Le Québec : une historiographie et une littérature nées de la Conquête
Après la Conquête britannique de 1760, le Canada français doit réinventer une voix littéraire propre, loin de la métropole. François-Xavier Garneau, né à Québec en 1809, en devient la première grande plume avec son Histoire du Canada depuis sa découverte jusqu'à nos jours, publiée en quatre tomes entre 1845 et 1852 (tome I, tome II, tome III, tome IV) : la toute première histoire du Canada rédigée en français, qui façonnera pour un siècle entier la mémoire collective canadienne-française.
Bien plus tard, Berthelot Brunet, notaire montréalais devenu chroniqueur et conteur, capture dans Le Mariage blanc d'Armandine les contradictions d'un Québec en pleine mutation au XXe siècle.
L'Afrique francophone : une voix pionnière dès le XIXe siècle
On imagine souvent la littérature africaine francophone comme un phénomène du XXe siècle — celui de la négritude et des indépendances. Elle a pourtant un précurseur bien plus ancien : l'abbé David Boilat, né en 1814 à Saint-Louis du Sénégal d'un père français et d'une mère signare, devient l'un des tout premiers prêtres métis catholiques après ses études en France. De retour au Sénégal, où il maîtrise le wolof et le sérère, il publie en 1853 ses Esquisses sénégalaises — la toute première étude ethnographique et historique du Sénégal rédigée par un auteur originaire du pays lui-même, à une époque où ce regard venait presque exclusivement de voyageurs et administrateurs européens.
Boilat n'est pas un cas isolé : quelques années plus tôt, en 1850, Léopold Panet, métis originaire de Gorée, devient le premier explorateur à relier le Sénégal au Maroc en traversant le Sahara occidental. La grande vague romanesque de la littérature africaine francophone ne viendra qu'au XXe siècle, avec des œuvres comme Les Trois Volontés de Malic d'Amadou Mapaté Diagne (1920), mais ses racines documentaires et savantes remontent bien avant.

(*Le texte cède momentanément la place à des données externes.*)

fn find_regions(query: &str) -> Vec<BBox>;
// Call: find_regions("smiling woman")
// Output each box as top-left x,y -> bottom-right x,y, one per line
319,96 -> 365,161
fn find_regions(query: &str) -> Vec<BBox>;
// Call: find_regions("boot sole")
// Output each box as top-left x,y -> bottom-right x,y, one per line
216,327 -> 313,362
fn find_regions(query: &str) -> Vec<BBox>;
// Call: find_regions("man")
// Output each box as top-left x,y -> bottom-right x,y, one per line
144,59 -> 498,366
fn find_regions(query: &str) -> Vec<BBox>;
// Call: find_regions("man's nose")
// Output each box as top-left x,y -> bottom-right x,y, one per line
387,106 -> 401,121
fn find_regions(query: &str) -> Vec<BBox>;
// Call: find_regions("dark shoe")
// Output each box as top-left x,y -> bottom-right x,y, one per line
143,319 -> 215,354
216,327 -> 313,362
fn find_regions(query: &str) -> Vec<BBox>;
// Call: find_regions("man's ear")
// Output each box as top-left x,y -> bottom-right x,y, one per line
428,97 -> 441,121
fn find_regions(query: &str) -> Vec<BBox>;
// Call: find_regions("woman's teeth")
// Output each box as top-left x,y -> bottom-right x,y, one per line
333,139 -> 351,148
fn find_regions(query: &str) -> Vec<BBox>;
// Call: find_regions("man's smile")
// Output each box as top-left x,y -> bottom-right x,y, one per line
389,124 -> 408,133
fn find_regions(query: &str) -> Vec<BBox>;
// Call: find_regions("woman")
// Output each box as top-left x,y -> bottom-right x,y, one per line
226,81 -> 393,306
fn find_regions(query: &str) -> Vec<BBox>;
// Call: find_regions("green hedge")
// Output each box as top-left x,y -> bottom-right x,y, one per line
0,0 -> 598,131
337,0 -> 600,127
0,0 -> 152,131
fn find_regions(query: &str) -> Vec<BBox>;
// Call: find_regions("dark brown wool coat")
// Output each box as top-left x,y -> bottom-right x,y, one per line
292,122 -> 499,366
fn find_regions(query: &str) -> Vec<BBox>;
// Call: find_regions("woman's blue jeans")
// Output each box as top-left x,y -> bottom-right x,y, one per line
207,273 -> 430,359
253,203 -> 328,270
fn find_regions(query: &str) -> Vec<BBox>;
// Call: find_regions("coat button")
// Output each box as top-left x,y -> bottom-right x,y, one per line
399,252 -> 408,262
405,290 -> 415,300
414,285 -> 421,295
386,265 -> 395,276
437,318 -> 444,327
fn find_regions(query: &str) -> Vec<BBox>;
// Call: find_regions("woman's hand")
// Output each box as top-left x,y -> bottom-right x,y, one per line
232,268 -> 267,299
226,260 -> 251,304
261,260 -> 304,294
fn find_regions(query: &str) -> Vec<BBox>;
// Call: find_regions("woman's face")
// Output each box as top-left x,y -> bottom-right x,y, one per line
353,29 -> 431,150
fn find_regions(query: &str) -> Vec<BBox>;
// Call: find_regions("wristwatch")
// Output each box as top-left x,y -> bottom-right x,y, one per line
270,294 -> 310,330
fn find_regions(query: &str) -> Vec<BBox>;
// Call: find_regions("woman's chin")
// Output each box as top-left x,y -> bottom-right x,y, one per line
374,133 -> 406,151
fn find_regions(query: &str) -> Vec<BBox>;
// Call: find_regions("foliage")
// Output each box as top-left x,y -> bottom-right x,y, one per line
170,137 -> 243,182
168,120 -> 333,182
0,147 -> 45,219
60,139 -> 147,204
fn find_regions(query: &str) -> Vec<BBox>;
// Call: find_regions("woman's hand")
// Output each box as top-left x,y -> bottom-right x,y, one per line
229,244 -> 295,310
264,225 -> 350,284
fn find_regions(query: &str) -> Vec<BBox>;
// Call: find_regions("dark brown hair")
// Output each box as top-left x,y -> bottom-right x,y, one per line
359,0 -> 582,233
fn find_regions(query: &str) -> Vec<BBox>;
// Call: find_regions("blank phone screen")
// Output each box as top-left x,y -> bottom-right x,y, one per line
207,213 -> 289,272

À Madagascar, Jean-Joseph Rabearivelo, souvent considéré comme le premier poète moderne du continent africain, pousse plus loin encore cette fusion entre les mondes : autodidacte formé à la fois à la poésie française et à la tradition orale malgache, il transcrit lui-même ses vers du hova vers le français dans Traduit de la nuit (1935), refusant de choisir entre les deux langues qui l'habitent. Il ne s'agit donc pas d'une littérature « à part » : l'Afrique francophone appartient depuis toujours au même arbre linguistique que la Belgique, la Suisse ou le Québec évoqués plus haut.
Un seul domaine public, plusieurs voix
Ce que ces trajectoires ont en commun n'est pas la géographie, mais la langue : chacun de ces auteurs a pensé et écrit en français sans être français, preuve que le domaine public francophone déborde largement les frontières de l'Hexagone. Bruxelles, Lausanne, Québec ont chacune apporté au français une inflexion propre — urbaine et brumeuse chez Rodenbach, rocailleuse et paysanne chez Ramuz, patriote et fondatrice chez Garneau — sans jamais cesser d'appartenir à la même langue commune.